If this place produced love children they would be born wearing Lilly Pullitzer with raging coke addictions.
Some creeps at the festival started talking to me, so I told them I was going change my tampon. Worked like a charm.
Where'd you guys get the alcohol from?
Oh. Some homeless guy we picked up from I-70. He bought us $400 worth of alcohol in exchange for a shower.
...... wtf.
No fucking idea. Just paid for my chipotle in chocolate coins, though. Either there is a huge language barrier happening here, or my big boobs are finally paying off.
Easy Mac is falling out of my sweatshirt as I'm walking down the street.

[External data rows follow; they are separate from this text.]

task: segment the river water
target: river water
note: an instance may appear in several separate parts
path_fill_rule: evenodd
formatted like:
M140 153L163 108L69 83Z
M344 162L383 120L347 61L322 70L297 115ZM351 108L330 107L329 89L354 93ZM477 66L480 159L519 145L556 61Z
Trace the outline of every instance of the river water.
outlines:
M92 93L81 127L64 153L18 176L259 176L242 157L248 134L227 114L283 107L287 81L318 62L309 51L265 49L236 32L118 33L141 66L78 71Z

Your car is in front of my house. Keys are in the mailbox. There is a fire hydrant in your trunk. Happy Birthday
Ok, it's starting to sound like someone's out there trying to learn to play the trombone while breaking kitchenware.
I am in a hotel room with 10 people. John is in bed eating an industrial sized pan of mashed potatoes. I think a non insignificant number of people saw my nipples.
Yeah..I guess you know your hair looks like shit when TSA asks to inspect it
we could do so many fantastic illegal things together. sexually and otherwise.
My uterus is doing all sorts of karate moves to break free of my body.
I woke up with a dread of barbecue sauce in my hair. Drunk munchies makes me a disgusting person.
Congrats on graduating and I'm in a cab and need someone to helps keeping me up, do you mind
I'm beginning a new chapter of my life in which our fridge will always be stocked with jello shots. I'm excited to embark down this road to fruity, semi-solid alcoholism.
Mike's not allowed to drink vodka anymore. He couldn't get his temporary tattoos (stickers) to stick so he super glued them on.